You could argue that consumers have a predisposition for paying for wellness services (gym memberships, psychiatrists, etc.), but I don’t think anyone would have told you in 2012 that people would be paying for this service to meditate instead of just finding a free solution on YouTube (or some other corner of the internet). But there is a level of professionalism and trust that is implied when you are paying for a service. Calm.com has vetted the meditation and has no one to answer to but you, their consumer, unlike ad-enabled platforms that have advertisers to think about at all times. Paying for the service means customers are truly bought-in to the product and are likely much stickier.
There are plenty of other business models that current upstarts are taking advantage of that fly in the face of traditional ad-driven growth. Epic Games, the maker of Fortnite, probably the most important video game in the past decade, has experienced explosive growth and its main source of income is not ad revenue or even game purchase, but in-game spending. Players purchase skins and other virtual accessories (none of which actually make you a better player). In a study of 1,000 Fortnite players, nearly 69% made in-game purchases, averaging $84.67 each. The company made $3 billion in profit in 2018. While they did give their product away for free, they didn’t do it on the backs of advertising - they found a unique business model (albeit one moderately in-use in the gaming community before this). I am not saying everyone should try and be the next Epic games (because who knew that Fortnite would be so popular) but even a media company is not relying on advertisements. Their real success is based on their innovative business model.

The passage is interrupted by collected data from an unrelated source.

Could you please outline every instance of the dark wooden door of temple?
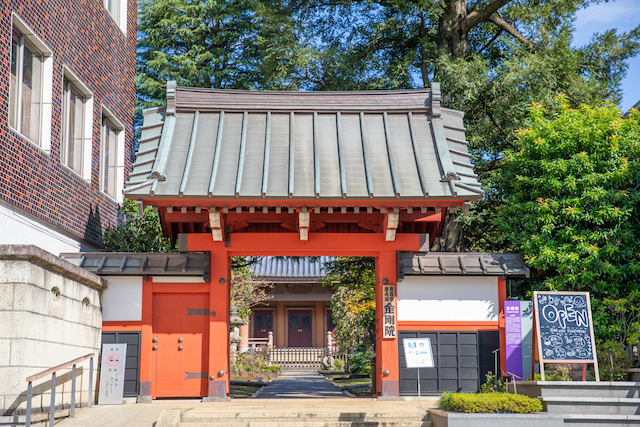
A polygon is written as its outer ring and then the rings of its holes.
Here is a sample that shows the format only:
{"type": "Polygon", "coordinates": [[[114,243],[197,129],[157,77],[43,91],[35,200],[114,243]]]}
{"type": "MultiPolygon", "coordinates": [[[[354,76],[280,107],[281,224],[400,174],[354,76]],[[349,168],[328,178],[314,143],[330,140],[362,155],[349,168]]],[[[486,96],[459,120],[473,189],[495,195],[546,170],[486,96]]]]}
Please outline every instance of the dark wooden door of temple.
{"type": "Polygon", "coordinates": [[[289,310],[289,347],[311,347],[311,310],[289,310]]]}
{"type": "Polygon", "coordinates": [[[268,338],[273,332],[273,310],[255,310],[253,312],[253,337],[268,338]]]}

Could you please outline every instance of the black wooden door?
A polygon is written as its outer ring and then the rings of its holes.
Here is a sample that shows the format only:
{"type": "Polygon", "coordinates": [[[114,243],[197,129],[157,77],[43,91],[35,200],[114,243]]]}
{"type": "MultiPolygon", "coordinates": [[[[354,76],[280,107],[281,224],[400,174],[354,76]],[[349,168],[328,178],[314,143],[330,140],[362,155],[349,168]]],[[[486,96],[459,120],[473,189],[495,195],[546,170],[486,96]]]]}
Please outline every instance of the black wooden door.
{"type": "Polygon", "coordinates": [[[124,396],[137,396],[140,391],[140,332],[103,332],[102,343],[127,344],[124,396]]]}

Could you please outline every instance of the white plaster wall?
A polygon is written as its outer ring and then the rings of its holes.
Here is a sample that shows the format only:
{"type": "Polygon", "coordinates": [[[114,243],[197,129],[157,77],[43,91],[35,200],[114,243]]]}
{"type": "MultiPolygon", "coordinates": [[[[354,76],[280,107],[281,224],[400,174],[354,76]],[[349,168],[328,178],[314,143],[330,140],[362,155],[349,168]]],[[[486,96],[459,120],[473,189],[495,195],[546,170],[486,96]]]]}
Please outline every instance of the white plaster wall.
{"type": "MultiPolygon", "coordinates": [[[[97,368],[100,294],[94,287],[27,260],[0,260],[0,424],[6,418],[2,415],[24,413],[27,376],[89,353],[96,353],[97,368]],[[57,296],[54,287],[60,291],[57,296]]],[[[70,402],[70,371],[58,372],[56,404],[70,402]]],[[[76,399],[83,405],[88,373],[87,360],[78,365],[76,399]]],[[[94,390],[95,375],[96,371],[94,390]]],[[[50,376],[34,382],[34,411],[47,410],[50,382],[50,376]]]]}
{"type": "Polygon", "coordinates": [[[0,245],[35,245],[54,255],[79,252],[81,243],[24,212],[0,203],[0,245]]]}
{"type": "Polygon", "coordinates": [[[202,276],[153,276],[153,283],[206,283],[202,276]]]}
{"type": "Polygon", "coordinates": [[[398,320],[496,321],[498,278],[405,276],[398,283],[398,320]]]}
{"type": "Polygon", "coordinates": [[[142,320],[142,276],[103,276],[109,287],[102,294],[102,320],[142,320]]]}

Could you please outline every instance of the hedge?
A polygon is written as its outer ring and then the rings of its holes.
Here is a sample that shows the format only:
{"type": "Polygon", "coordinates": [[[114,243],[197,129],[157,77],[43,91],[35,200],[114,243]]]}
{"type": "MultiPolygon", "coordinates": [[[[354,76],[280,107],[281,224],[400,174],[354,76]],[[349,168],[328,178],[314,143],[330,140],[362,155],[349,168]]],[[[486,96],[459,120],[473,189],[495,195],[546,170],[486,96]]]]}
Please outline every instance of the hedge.
{"type": "Polygon", "coordinates": [[[530,414],[542,411],[542,403],[521,394],[444,393],[438,401],[438,408],[455,412],[530,414]]]}

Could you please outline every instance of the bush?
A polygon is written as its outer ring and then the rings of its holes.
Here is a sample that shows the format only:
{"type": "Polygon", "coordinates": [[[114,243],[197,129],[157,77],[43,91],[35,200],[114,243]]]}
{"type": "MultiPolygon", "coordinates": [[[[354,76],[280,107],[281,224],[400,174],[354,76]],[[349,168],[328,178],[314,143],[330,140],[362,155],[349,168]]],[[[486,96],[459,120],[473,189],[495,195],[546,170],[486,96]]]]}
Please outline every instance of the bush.
{"type": "Polygon", "coordinates": [[[598,343],[597,348],[600,381],[626,381],[633,361],[629,359],[624,344],[605,341],[598,343]]]}
{"type": "Polygon", "coordinates": [[[344,360],[342,359],[334,360],[333,366],[335,366],[338,371],[342,371],[342,368],[344,368],[344,360]]]}
{"type": "Polygon", "coordinates": [[[438,401],[438,408],[444,411],[468,413],[530,414],[542,411],[542,403],[538,399],[521,394],[444,393],[438,401]]]}
{"type": "Polygon", "coordinates": [[[282,370],[282,367],[271,365],[271,366],[263,366],[260,369],[262,370],[262,372],[280,372],[282,370]]]}
{"type": "Polygon", "coordinates": [[[355,354],[349,355],[349,371],[351,371],[352,374],[370,374],[372,357],[373,352],[367,349],[364,344],[360,344],[358,351],[355,354]]]}
{"type": "Polygon", "coordinates": [[[485,375],[485,382],[480,386],[482,393],[505,393],[507,386],[501,380],[496,379],[491,371],[485,375]]]}

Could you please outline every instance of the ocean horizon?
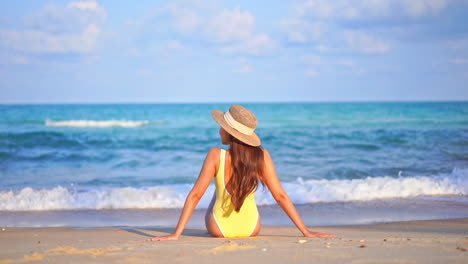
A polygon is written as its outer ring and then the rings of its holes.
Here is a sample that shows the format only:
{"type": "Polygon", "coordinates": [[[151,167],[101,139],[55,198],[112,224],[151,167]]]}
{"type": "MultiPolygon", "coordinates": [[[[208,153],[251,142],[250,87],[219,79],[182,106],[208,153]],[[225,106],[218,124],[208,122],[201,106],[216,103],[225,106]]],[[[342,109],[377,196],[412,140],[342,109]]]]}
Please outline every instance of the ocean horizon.
{"type": "MultiPolygon", "coordinates": [[[[306,223],[468,216],[466,101],[241,104],[256,114],[262,147],[306,223]]],[[[0,225],[173,223],[207,151],[227,148],[210,111],[229,106],[0,105],[0,225]],[[114,217],[73,220],[81,213],[114,217]]],[[[275,220],[283,216],[268,191],[259,187],[256,200],[264,221],[288,224],[275,220]]]]}
{"type": "Polygon", "coordinates": [[[204,104],[327,104],[327,103],[465,103],[468,100],[305,100],[305,101],[116,101],[116,102],[101,102],[101,101],[69,101],[69,102],[0,102],[0,105],[168,105],[168,104],[188,104],[188,105],[204,105],[204,104]]]}

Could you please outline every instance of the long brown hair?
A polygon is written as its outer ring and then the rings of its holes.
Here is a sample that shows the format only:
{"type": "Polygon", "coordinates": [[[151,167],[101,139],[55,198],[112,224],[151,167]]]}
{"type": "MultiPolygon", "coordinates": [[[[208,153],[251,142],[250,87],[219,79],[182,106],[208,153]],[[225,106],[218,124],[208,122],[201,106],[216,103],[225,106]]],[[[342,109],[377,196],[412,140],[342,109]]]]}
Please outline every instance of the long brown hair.
{"type": "Polygon", "coordinates": [[[231,178],[226,185],[230,190],[234,210],[239,212],[245,198],[263,181],[263,150],[260,146],[247,145],[231,136],[231,178]]]}

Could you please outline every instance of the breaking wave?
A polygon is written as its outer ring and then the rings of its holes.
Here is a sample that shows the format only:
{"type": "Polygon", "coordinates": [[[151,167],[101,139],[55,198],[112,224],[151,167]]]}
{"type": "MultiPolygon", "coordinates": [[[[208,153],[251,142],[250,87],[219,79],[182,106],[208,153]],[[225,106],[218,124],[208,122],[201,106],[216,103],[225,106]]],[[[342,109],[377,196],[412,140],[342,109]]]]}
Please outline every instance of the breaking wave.
{"type": "Polygon", "coordinates": [[[130,120],[64,120],[54,121],[46,120],[46,126],[53,127],[139,127],[147,125],[149,121],[130,121],[130,120]]]}
{"type": "MultiPolygon", "coordinates": [[[[353,180],[307,180],[301,178],[283,186],[294,203],[369,201],[412,196],[468,195],[468,169],[419,177],[368,177],[353,180]]],[[[182,208],[192,184],[174,184],[145,188],[49,189],[25,187],[0,191],[0,211],[41,211],[78,209],[182,208]]],[[[199,207],[209,205],[214,187],[210,186],[199,207]]],[[[268,191],[260,187],[257,204],[275,204],[268,191]]]]}

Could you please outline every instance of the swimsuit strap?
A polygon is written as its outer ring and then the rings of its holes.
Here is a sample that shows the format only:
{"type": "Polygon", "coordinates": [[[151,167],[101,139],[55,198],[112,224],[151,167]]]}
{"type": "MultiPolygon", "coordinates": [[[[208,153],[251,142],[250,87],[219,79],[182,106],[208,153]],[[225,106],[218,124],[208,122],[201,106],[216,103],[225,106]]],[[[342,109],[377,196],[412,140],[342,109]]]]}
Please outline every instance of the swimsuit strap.
{"type": "Polygon", "coordinates": [[[225,191],[229,196],[232,196],[231,193],[229,193],[229,191],[227,190],[227,188],[226,188],[226,181],[224,180],[224,178],[225,178],[225,177],[224,177],[224,176],[225,176],[224,171],[226,170],[226,150],[223,149],[223,150],[221,150],[221,151],[224,153],[224,154],[223,154],[223,161],[220,161],[220,162],[223,163],[223,171],[221,172],[221,175],[223,175],[223,176],[221,177],[221,183],[222,183],[222,186],[224,187],[224,191],[225,191]]]}
{"type": "Polygon", "coordinates": [[[223,178],[223,179],[224,179],[224,167],[225,166],[226,166],[226,150],[221,149],[221,151],[219,152],[218,176],[222,175],[222,177],[220,178],[223,178]]]}

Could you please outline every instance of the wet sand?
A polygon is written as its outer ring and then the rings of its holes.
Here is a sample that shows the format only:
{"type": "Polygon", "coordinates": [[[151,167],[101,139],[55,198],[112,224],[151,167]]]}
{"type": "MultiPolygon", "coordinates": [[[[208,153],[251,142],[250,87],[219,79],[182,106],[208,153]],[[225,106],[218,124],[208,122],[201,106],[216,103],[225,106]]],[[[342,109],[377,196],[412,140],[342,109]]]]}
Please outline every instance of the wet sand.
{"type": "Polygon", "coordinates": [[[178,241],[148,242],[173,228],[2,228],[0,263],[468,262],[468,218],[310,229],[337,237],[267,226],[255,238],[212,238],[192,228],[178,241]]]}

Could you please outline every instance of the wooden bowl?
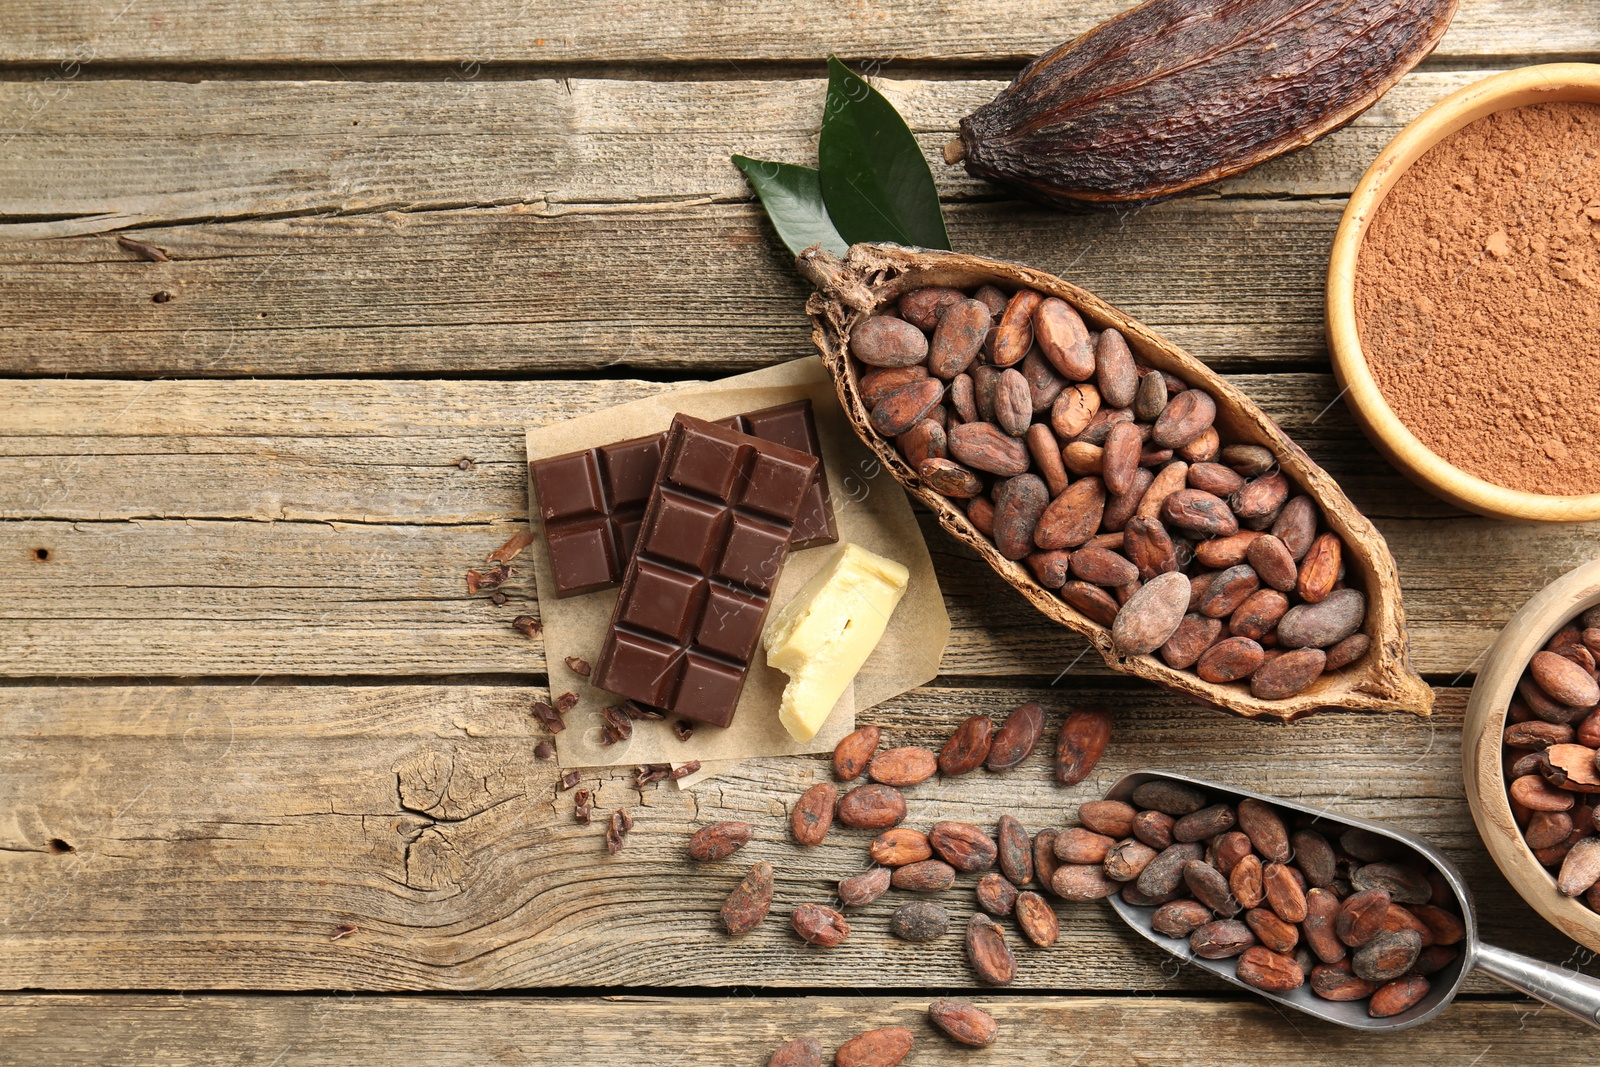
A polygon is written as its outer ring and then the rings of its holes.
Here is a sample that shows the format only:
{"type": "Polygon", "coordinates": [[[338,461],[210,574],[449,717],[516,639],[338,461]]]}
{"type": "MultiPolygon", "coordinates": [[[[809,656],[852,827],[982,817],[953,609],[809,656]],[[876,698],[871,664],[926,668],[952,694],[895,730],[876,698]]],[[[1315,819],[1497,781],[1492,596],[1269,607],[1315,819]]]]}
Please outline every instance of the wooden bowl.
{"type": "Polygon", "coordinates": [[[1533,654],[1574,615],[1600,604],[1600,560],[1568,571],[1545,586],[1506,623],[1467,700],[1461,764],[1467,803],[1500,872],[1522,899],[1585,948],[1600,952],[1600,914],[1556,892],[1550,872],[1533,858],[1506,798],[1501,734],[1506,707],[1533,654]]]}
{"type": "Polygon", "coordinates": [[[806,305],[813,324],[812,340],[833,376],[839,403],[856,435],[908,492],[938,516],[945,530],[970,545],[1042,614],[1088,638],[1106,666],[1251,718],[1292,720],[1322,708],[1409,711],[1418,715],[1427,715],[1432,709],[1433,690],[1406,659],[1400,578],[1383,535],[1356,510],[1327,471],[1317,466],[1248,397],[1204,363],[1094,294],[1016,263],[953,252],[862,244],[851,248],[842,262],[820,248],[807,249],[801,253],[798,267],[817,287],[806,305]],[[1021,563],[1002,556],[994,543],[968,521],[965,511],[923,485],[894,442],[878,436],[872,428],[849,355],[850,332],[913,289],[948,285],[970,290],[985,283],[1006,289],[1032,288],[1060,297],[1076,308],[1091,327],[1116,327],[1146,365],[1174,374],[1211,394],[1217,402],[1217,429],[1227,440],[1266,447],[1282,471],[1317,502],[1328,528],[1344,541],[1351,584],[1367,594],[1367,617],[1362,623],[1362,631],[1372,639],[1367,654],[1283,700],[1262,700],[1253,696],[1244,683],[1213,685],[1192,671],[1174,670],[1157,656],[1124,655],[1112,644],[1109,629],[1079,614],[1040,585],[1021,563]]]}
{"type": "Polygon", "coordinates": [[[1423,153],[1463,126],[1497,111],[1558,100],[1600,104],[1600,65],[1549,63],[1523,67],[1451,93],[1389,142],[1350,197],[1328,264],[1328,347],[1333,373],[1368,438],[1406,477],[1458,507],[1491,518],[1540,522],[1600,519],[1600,493],[1546,496],[1486,482],[1447,463],[1395,416],[1367,367],[1356,331],[1356,255],[1367,226],[1395,182],[1423,153]]]}

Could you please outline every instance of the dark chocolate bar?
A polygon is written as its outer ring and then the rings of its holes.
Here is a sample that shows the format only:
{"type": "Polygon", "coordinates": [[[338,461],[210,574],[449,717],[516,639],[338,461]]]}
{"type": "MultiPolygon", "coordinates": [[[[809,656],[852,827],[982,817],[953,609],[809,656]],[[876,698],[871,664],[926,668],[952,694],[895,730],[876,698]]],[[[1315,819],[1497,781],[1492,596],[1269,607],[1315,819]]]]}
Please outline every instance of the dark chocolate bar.
{"type": "MultiPolygon", "coordinates": [[[[734,415],[717,425],[807,455],[822,455],[809,400],[734,415]]],[[[622,580],[655,486],[666,438],[665,433],[636,437],[531,464],[556,596],[592,593],[622,580]]],[[[810,548],[838,539],[828,479],[819,463],[792,547],[810,548]]]]}
{"type": "Polygon", "coordinates": [[[673,419],[592,683],[728,725],[816,468],[796,449],[673,419]]]}

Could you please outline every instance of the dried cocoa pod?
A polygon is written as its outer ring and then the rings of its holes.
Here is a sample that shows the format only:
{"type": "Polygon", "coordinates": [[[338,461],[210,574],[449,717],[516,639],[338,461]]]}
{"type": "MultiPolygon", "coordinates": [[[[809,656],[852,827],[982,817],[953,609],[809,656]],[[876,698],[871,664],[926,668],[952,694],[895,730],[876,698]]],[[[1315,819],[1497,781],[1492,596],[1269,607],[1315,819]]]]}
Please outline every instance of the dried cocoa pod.
{"type": "Polygon", "coordinates": [[[1033,344],[1033,312],[1043,301],[1044,297],[1032,289],[1019,289],[1006,302],[1006,309],[984,346],[996,367],[1020,363],[1028,354],[1028,347],[1033,344]]]}
{"type": "Polygon", "coordinates": [[[789,813],[789,828],[795,841],[807,847],[822,844],[833,825],[833,809],[839,791],[827,782],[818,782],[801,794],[789,813]]]}
{"type": "Polygon", "coordinates": [[[883,398],[903,385],[926,379],[928,368],[922,364],[912,367],[880,367],[861,376],[861,402],[868,410],[882,403],[883,398]]]}
{"type": "Polygon", "coordinates": [[[1262,582],[1280,593],[1293,589],[1300,576],[1289,547],[1271,534],[1262,534],[1251,541],[1245,550],[1245,559],[1261,576],[1262,582]]]}
{"type": "Polygon", "coordinates": [[[1135,515],[1122,528],[1123,553],[1139,569],[1139,577],[1146,581],[1158,574],[1178,569],[1178,556],[1173,551],[1172,536],[1158,519],[1135,515]]]}
{"type": "Polygon", "coordinates": [[[1226,537],[1213,537],[1194,546],[1194,558],[1206,567],[1237,567],[1249,558],[1250,546],[1261,536],[1256,530],[1240,530],[1226,537]]]}
{"type": "Polygon", "coordinates": [[[920,467],[923,460],[944,459],[949,452],[944,427],[933,419],[923,419],[895,438],[894,446],[913,470],[920,467]]]}
{"type": "Polygon", "coordinates": [[[890,870],[874,867],[839,882],[839,903],[847,908],[864,908],[889,891],[890,870]]]}
{"type": "Polygon", "coordinates": [[[767,1067],[822,1067],[822,1042],[814,1037],[786,1042],[773,1052],[767,1067]]]}
{"type": "Polygon", "coordinates": [[[983,766],[994,740],[994,723],[987,715],[973,715],[956,727],[939,750],[939,773],[956,778],[983,766]]]}
{"type": "Polygon", "coordinates": [[[904,867],[908,863],[933,858],[933,846],[928,835],[909,826],[895,826],[872,839],[867,846],[872,862],[885,867],[904,867]]]}
{"type": "Polygon", "coordinates": [[[1357,978],[1348,963],[1319,963],[1311,971],[1311,991],[1323,1000],[1365,1000],[1377,988],[1376,982],[1357,978]]]}
{"type": "Polygon", "coordinates": [[[1174,900],[1155,910],[1150,927],[1167,937],[1188,937],[1211,921],[1211,909],[1198,900],[1174,900]]]}
{"type": "Polygon", "coordinates": [[[1537,774],[1513,779],[1507,792],[1530,811],[1571,811],[1578,803],[1571,793],[1549,785],[1537,774]]]}
{"type": "Polygon", "coordinates": [[[987,422],[968,422],[945,433],[950,455],[963,466],[985,474],[1014,478],[1028,471],[1028,448],[987,422]]]}
{"type": "Polygon", "coordinates": [[[1146,374],[1139,379],[1139,388],[1133,394],[1133,417],[1140,422],[1155,422],[1167,409],[1167,401],[1167,380],[1159,374],[1146,374]]]}
{"type": "Polygon", "coordinates": [[[1382,889],[1352,893],[1339,905],[1334,932],[1351,948],[1360,948],[1383,932],[1389,914],[1389,894],[1382,889]]]}
{"type": "Polygon", "coordinates": [[[1189,935],[1189,947],[1203,960],[1238,956],[1255,943],[1256,935],[1238,919],[1217,919],[1195,927],[1189,935]]]}
{"type": "Polygon", "coordinates": [[[741,937],[760,926],[772,908],[772,864],[758,863],[722,902],[722,926],[741,937]]]}
{"type": "MultiPolygon", "coordinates": [[[[1170,381],[1167,383],[1167,391],[1172,392],[1170,381]]],[[[1210,463],[1217,458],[1217,452],[1221,448],[1222,438],[1217,434],[1217,428],[1213,426],[1178,449],[1178,455],[1190,463],[1210,463]]]]}
{"type": "Polygon", "coordinates": [[[1172,398],[1156,420],[1150,440],[1161,448],[1182,448],[1199,437],[1217,417],[1217,403],[1204,389],[1185,389],[1172,398]]]}
{"type": "Polygon", "coordinates": [[[1239,801],[1239,829],[1244,831],[1261,858],[1271,863],[1288,863],[1289,828],[1272,805],[1253,797],[1239,801]]]}
{"type": "Polygon", "coordinates": [[[1417,1006],[1428,995],[1428,980],[1420,974],[1406,975],[1386,982],[1373,991],[1367,1001],[1367,1014],[1374,1019],[1386,1019],[1417,1006]]]}
{"type": "Polygon", "coordinates": [[[969,1048],[992,1045],[1000,1033],[994,1016],[982,1008],[953,1000],[936,1000],[929,1004],[928,1020],[951,1041],[969,1048]]]}
{"type": "Polygon", "coordinates": [[[1003,771],[1027,759],[1043,732],[1044,708],[1033,700],[1018,705],[995,731],[994,741],[989,746],[989,769],[1003,771]]]}
{"type": "Polygon", "coordinates": [[[1100,389],[1090,382],[1068,386],[1050,405],[1050,428],[1063,441],[1070,441],[1084,430],[1100,411],[1100,389]]]}
{"type": "Polygon", "coordinates": [[[1368,863],[1350,872],[1351,888],[1382,889],[1396,904],[1426,904],[1433,895],[1427,875],[1398,863],[1368,863]]]}
{"type": "Polygon", "coordinates": [[[920,378],[902,385],[872,409],[872,428],[884,437],[898,437],[928,417],[944,398],[944,383],[920,378]]]}
{"type": "Polygon", "coordinates": [[[1139,391],[1139,370],[1122,331],[1108,326],[1100,332],[1094,345],[1094,365],[1101,401],[1108,407],[1131,407],[1139,391]]]}
{"type": "MultiPolygon", "coordinates": [[[[1037,857],[1037,853],[1035,853],[1037,857]]],[[[1050,890],[1062,900],[1104,900],[1122,886],[1106,877],[1098,863],[1063,863],[1050,876],[1050,890]]]]}
{"type": "Polygon", "coordinates": [[[1077,785],[1089,777],[1111,742],[1111,713],[1076,708],[1067,713],[1056,735],[1056,781],[1077,785]]]}
{"type": "MultiPolygon", "coordinates": [[[[1184,488],[1189,483],[1189,465],[1183,460],[1168,463],[1156,471],[1150,480],[1150,486],[1144,491],[1144,496],[1139,500],[1139,506],[1134,509],[1134,517],[1141,519],[1154,519],[1160,521],[1161,507],[1167,502],[1167,497],[1184,488]]],[[[1130,517],[1128,522],[1133,521],[1130,517]]],[[[1124,523],[1126,529],[1126,523],[1124,523]]],[[[1170,534],[1169,534],[1170,536],[1170,534]]]]}
{"type": "Polygon", "coordinates": [[[1340,910],[1339,897],[1331,890],[1312,889],[1306,894],[1306,917],[1300,929],[1323,963],[1338,963],[1346,955],[1337,929],[1340,910]]]}
{"type": "Polygon", "coordinates": [[[1244,922],[1261,943],[1274,952],[1293,953],[1300,944],[1300,928],[1284,922],[1267,908],[1251,908],[1245,912],[1244,922]]]}
{"type": "Polygon", "coordinates": [[[1046,589],[1060,589],[1072,574],[1072,553],[1066,549],[1054,552],[1029,552],[1022,557],[1033,574],[1033,580],[1046,589]]]}
{"type": "MultiPolygon", "coordinates": [[[[1293,932],[1294,928],[1289,929],[1293,932]]],[[[1234,973],[1245,985],[1269,993],[1287,993],[1305,984],[1305,975],[1294,957],[1267,945],[1252,945],[1240,953],[1234,973]]]]}
{"type": "Polygon", "coordinates": [[[1178,623],[1167,643],[1159,651],[1167,666],[1183,670],[1193,667],[1205,650],[1216,644],[1222,635],[1222,620],[1208,619],[1191,612],[1178,623]]]}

Epic and Calm are not the only companies that are utilizing creative, innovative business models to unlock growth and profitability. But they are prominent examples of successful startups that could have gone down the Facebook path and not turned out as well. Maybe part of the problem is just that not enough people know about the successes of non-ad-driven startups, which some would argue is because of the decline in the size of the public market and a lack of meaningful tech IPO’s. While that may be a dubious claim to make, there is truth to the notion that companies don’t go public at the rate that they used to. And without the public information available in a SEC filing, it is hard to tell what business model is working and which ones aren’t . Also, much of the tech industry focuses on FAANG (Facebook, Amazon, Apple, Netflix, and Good), three of which are media companies. The slightly unhealthy obsession with this crowd may lead many to think that the only way to achieve success is to follow the FAANG methods.
So what does all of this mean? It’s impossible to know in the moment, but I think it means that we need to be fostering and encouraging companies that are utilizing innovative, interesting, and unique business models. The “grow to 1 billion users and achieve scale and then sell” method is probably not as likely anymore in this marketplace. If you are an entrepreneur reading this, blaze your own trail. If you are an investor, look for the next big thing, not the next same thing. And if you are somewhere in between, be creative and build a better business.